Archivi, salva la Soprintendenza

La riforma conserva l’autonomia e la sede a Trieste. Fusione di Beni artistici e Beni architettonici
Silvano Trieste 28/10/2014 Archivio di Stato
Silvano Trieste 28/10/2014 Archivio di Stato

È legge da ieri la nuova architettura organizzativa del ministero dei Beni culturali, snodo centrale della riforma a firma del ministro Dario Franceschini, che solo fino a pochi giorni fa lasciava ipotizzare come (unico caso in Italia di fusione “a tre”) la Soprintendenza archivistica di Trieste e della regione sarebbe stata accorpata con sede a Venezia a quelle del Veneto e del Trentino-Alto Adige.
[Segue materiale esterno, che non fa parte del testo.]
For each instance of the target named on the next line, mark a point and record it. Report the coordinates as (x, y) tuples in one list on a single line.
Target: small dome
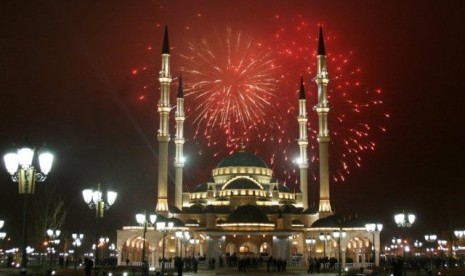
[(327, 222), (242, 183), (200, 188), (242, 159), (283, 189), (248, 214), (195, 209)]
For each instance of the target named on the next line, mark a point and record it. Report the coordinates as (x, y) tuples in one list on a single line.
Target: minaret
[(164, 78), (303, 143), (179, 141), (322, 108)]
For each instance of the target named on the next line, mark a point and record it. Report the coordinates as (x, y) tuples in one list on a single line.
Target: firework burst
[(239, 88), (230, 85), (354, 106)]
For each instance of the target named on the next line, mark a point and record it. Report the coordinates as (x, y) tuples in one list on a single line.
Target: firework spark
[(354, 106), (239, 88), (230, 82)]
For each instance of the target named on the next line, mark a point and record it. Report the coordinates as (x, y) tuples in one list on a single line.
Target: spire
[(166, 43), (302, 89), (180, 93), (321, 44)]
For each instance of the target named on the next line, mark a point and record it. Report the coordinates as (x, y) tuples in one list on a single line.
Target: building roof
[(201, 188), (242, 159), (283, 188), (242, 183), (327, 222), (248, 214)]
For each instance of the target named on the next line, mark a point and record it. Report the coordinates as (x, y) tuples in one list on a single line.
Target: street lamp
[(339, 234), (94, 200), (145, 220), (2, 234), (77, 241), (324, 238), (310, 242), (102, 242), (19, 166), (53, 236), (460, 234), (183, 237), (430, 239), (164, 228), (374, 228), (404, 220), (194, 242)]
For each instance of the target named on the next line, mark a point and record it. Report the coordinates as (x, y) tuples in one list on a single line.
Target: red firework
[(354, 106), (238, 87)]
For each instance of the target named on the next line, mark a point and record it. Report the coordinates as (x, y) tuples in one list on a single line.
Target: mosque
[(243, 209)]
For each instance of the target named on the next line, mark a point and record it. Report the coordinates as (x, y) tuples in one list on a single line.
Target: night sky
[(66, 81)]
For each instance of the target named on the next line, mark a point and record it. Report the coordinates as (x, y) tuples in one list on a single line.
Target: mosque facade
[(243, 210)]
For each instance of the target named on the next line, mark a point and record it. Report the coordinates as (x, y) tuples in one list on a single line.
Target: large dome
[(248, 214), (242, 159), (242, 183)]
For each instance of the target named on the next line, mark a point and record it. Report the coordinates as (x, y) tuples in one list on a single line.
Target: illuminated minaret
[(303, 143), (179, 141), (164, 78), (322, 108)]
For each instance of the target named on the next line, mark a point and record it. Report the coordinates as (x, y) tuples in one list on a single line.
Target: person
[(88, 264), (398, 266)]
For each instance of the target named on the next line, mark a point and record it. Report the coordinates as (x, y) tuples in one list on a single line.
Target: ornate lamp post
[(94, 199), (2, 234), (460, 234), (19, 166), (53, 236), (77, 241), (404, 220), (374, 228), (310, 242), (194, 242), (145, 220), (183, 237), (338, 235), (430, 239), (164, 228), (102, 242), (324, 238)]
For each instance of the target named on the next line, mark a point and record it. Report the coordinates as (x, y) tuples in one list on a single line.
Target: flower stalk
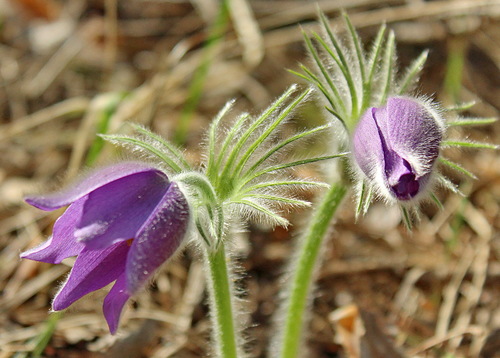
[(298, 292), (221, 304)]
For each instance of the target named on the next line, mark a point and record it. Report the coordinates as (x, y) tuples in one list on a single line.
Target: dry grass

Non è così, il testo finale corregge e conserva.

La Soprintendenza archivistica del Fvg, con sede a Trieste nel palazzo dell’Archivio di Stato in via La Marmora, mantiene la propria indipendenza, come avevano molto caldeggiato anche i dirigenti, ma non solo, per non perdere il fruttuoso contatto coi beni culturali privati da mettere sotto tutela e in salvo.

Battaglia vinta, dunque, ma un altro cambiamento “epocale” è andato invece in porto, esattamente come era stato annunciato: la Soprintendenza per i beni storici e artistici viene accorpata, qui come altrove senza distinzioni, con quella ai Beni architettonici in una struttura unica, che si chiama Soprintendenza delle Belle arti e del paesaggio. Nulla cambia per la Soprintendenza archelogica, che rimane stabile al proprio posto.

Per intenderci, il ruolo a oggi rivestito dal soprintendente Luca Caburlotto (Beni storico-artistici) e quello in carico a Maria Giulia Picchione (Beni architettonici) diventano un ufficio unico. Salta insomma un posto, anche se la riforma non è tutta qui e altre posizioni si liberano: parliamo dunque di forte riorganizzazione, 37 dirigenti in meno in Italia, ma probabilmente molti potranno ambire alle nuove posizioni che entrano in campo. Forse piuttosto i soprintendenti “tagliati” faranno altro, se avranno i titoli per vincere i prossimi concorsi del ministero.

Sarà però quella Soprintendenza unica da ora in poi a prendersi cura sia di Miramare e sia dei permessi urbanistici. Cambiamento che è stato fortemente avversato dagli storici dell’arte, perché dare pareri urbanistici è prerogativa molto più facilmente attribuibile a un architetto. Competizione impari. Ma la fusione c’è stata.

La riforma porta con sè altre tre novità. Il direttore generale dei Beni culturali sparisce, in ogni regione d’Italia, e viene sostituito con un incarico di segretariato di livello inferiore che avrà semplici funzioni di coordinamento degli uffici periferici del ministero. I quali, per le decisioni sostanziali, faranno direttamente capo alle specifiche direzioni nazionali, ampliate di numero e di organici. Sparisce inoltre il direttore addetto a ogni singola biblioteca statale. Nel caso triestino, Maurizio Messina che ricopriva “a interim” la direzione della Biblioteca statale “Stelio Crise”, resterà titolare solo della Biblioteca Marciana di Venezia, suo incarico principale.

Infine, nascono con la riforma i “poli museali”. Oltre a quelli autonomi di forte spessore nazionale (sono 18 più 2 siti archeologici) tutti gli altri, e anche il nostro, saranno “regionali”, autonomi con un proprio direttore. Posto da creare. Ma che non dovrebbe mettere in gioco il ruolo dei direttori di sede (nel caso specifico, quello di Rossella Fabiani a capo di castello e parco di Miramare).